Alfileres
Le esperaba una situación incómoda e irretractable, cualidades asimétricas conjugadas con verbos pasados que nunca sucedieron; esa locura insaciable no encuentra apoyo en las palabras mucho menos en las acciones que poco a poco tergiversan la escasa cordura que queda en ese frío huracán. El olor a piel quemada y blasfema, un consuelo capaz de un suspiro desperdiciado en un altar dedicado a falsos ídolos y mentiras honestas; si es que existe tal abominación.
Días extraños me encuentran, me atrapan y me escupen; lunas en las cuales la extraño, los pilares ilusorios tropiezan y se trastabillan ante promesas de inestabilidad eterna y enferma. El vacío es un lugar normal me dije siempre en días menos grises pero piense lo que piense, sienta lo que sienta, fume lo que fume; la cordura se esfumó con la brisa. Los juegos de palabras ya nunca tendrán el mismo hechizo, mejor hacer caso omiso al teatro occiso.
Que aburrida es la apatía cuando está llena de ironía, película de cuarta categoría que obliga volver al filo de la navaja; casual ¿qué más da? Un corte a… me gusta el dolor en cantidades controladas, ruin aprendiz de corazones laicos y pretextos fugaces; pero se encogió el baile etéreo de una canción jamás bailada. Otra pelada aunque esta vez huérfana de intriga y fatiga, pero me aburro cuando ya todo lo intuyo; extraño el olor y el color de mi sangre brotando de mis ojos incrédulos, al leer sátiras de mierda entre tus palabras inocuas; mientras juego con alfileres y nado en la nada.

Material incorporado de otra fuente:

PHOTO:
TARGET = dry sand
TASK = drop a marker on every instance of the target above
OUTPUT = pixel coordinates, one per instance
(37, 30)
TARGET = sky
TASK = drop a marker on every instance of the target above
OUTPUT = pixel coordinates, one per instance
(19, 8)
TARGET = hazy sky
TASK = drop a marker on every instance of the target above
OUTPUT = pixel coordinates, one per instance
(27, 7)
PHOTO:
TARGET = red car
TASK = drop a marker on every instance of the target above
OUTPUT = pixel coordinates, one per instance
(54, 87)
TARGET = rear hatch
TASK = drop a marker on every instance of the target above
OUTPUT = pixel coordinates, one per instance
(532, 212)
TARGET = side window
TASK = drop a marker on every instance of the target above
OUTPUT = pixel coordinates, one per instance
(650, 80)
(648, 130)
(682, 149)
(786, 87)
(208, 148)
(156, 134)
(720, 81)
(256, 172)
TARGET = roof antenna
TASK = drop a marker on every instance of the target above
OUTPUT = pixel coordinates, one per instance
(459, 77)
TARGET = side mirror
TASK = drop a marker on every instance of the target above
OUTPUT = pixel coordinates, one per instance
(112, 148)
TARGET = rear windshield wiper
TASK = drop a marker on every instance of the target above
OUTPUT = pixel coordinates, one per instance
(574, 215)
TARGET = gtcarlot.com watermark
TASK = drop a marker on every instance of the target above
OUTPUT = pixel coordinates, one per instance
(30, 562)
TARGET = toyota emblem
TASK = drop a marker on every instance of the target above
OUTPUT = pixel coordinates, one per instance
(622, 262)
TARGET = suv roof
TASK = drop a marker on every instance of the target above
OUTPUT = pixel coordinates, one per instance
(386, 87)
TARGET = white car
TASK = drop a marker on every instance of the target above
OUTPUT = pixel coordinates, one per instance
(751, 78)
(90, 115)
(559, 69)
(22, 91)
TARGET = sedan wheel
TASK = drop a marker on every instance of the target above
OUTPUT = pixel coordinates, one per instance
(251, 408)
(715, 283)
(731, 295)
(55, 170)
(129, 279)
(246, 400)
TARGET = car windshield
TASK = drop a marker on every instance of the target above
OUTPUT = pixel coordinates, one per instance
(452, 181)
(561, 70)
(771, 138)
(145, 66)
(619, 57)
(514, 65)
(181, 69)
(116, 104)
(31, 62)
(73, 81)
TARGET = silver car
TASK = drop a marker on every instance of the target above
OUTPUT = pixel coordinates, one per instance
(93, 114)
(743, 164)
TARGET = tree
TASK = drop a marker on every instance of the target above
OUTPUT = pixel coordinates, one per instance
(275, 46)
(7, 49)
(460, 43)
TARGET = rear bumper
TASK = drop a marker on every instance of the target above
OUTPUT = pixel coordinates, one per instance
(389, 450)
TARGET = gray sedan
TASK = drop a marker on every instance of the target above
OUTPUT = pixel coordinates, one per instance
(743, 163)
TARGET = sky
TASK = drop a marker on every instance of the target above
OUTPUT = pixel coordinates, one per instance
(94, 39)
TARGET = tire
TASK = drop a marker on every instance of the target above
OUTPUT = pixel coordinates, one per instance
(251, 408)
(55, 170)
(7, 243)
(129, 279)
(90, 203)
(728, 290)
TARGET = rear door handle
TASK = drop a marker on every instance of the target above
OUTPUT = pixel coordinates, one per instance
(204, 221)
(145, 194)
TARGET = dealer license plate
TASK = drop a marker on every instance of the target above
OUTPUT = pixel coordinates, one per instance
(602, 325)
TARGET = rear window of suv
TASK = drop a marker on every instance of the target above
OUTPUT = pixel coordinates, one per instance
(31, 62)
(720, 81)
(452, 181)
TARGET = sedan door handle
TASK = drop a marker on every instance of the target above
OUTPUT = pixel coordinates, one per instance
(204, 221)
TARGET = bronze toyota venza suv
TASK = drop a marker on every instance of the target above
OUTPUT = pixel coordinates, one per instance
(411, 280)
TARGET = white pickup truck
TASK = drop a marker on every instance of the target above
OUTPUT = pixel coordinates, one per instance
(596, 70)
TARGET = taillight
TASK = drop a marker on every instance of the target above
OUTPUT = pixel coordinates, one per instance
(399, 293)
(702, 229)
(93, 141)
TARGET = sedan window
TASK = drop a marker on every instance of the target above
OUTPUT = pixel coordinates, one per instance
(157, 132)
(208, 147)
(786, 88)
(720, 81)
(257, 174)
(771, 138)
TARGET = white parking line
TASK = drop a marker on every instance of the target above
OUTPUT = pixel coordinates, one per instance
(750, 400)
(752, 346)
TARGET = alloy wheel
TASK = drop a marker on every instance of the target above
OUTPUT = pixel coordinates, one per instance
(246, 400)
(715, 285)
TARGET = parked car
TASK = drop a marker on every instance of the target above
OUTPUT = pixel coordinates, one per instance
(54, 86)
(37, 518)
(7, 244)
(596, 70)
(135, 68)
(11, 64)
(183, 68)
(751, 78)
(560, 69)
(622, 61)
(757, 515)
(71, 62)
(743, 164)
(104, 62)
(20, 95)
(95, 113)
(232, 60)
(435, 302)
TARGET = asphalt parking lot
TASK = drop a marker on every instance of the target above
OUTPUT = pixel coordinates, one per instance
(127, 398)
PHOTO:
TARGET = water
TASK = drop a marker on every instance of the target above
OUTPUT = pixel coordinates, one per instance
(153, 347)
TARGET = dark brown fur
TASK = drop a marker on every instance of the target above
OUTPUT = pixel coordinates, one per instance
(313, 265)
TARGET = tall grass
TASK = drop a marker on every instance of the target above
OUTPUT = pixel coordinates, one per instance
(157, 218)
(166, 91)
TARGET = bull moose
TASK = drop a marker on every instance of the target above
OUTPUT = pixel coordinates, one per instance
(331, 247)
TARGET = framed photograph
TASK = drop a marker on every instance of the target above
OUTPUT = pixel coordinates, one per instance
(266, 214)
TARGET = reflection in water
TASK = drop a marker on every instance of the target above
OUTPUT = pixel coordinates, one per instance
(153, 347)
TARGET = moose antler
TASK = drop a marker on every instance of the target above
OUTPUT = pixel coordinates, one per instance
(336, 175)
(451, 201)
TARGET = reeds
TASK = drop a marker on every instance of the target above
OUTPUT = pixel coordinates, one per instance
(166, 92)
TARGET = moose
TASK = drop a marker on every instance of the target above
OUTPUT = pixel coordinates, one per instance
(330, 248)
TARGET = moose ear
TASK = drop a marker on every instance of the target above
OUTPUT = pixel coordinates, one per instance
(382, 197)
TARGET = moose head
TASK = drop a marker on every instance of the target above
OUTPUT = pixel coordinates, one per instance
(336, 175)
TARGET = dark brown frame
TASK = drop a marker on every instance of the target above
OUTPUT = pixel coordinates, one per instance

Canalizando las penas entre relajos y ajenjo, espinas ponzoñosas obstruyen el flujo del eterno atardecer; conquistar la mente igual con una mentira ensayada, tan falsa que tarde o temprano sonará algo cierta. Las amapolas me saludan a la lejanía, luego a la cercanía; corren en mi. Sombras me seducen al ritmo de cuerdas disonantes que naufragan en lágrimas inexpertas; rodeado de figuras inexplicables que no entienden de razones ni cordones. Alfileres en mi mundo, regañan lo poco que me queda de rebeldía; pero fui niño otra vez, aunque “por siempre a veces sólo dure un segundo”.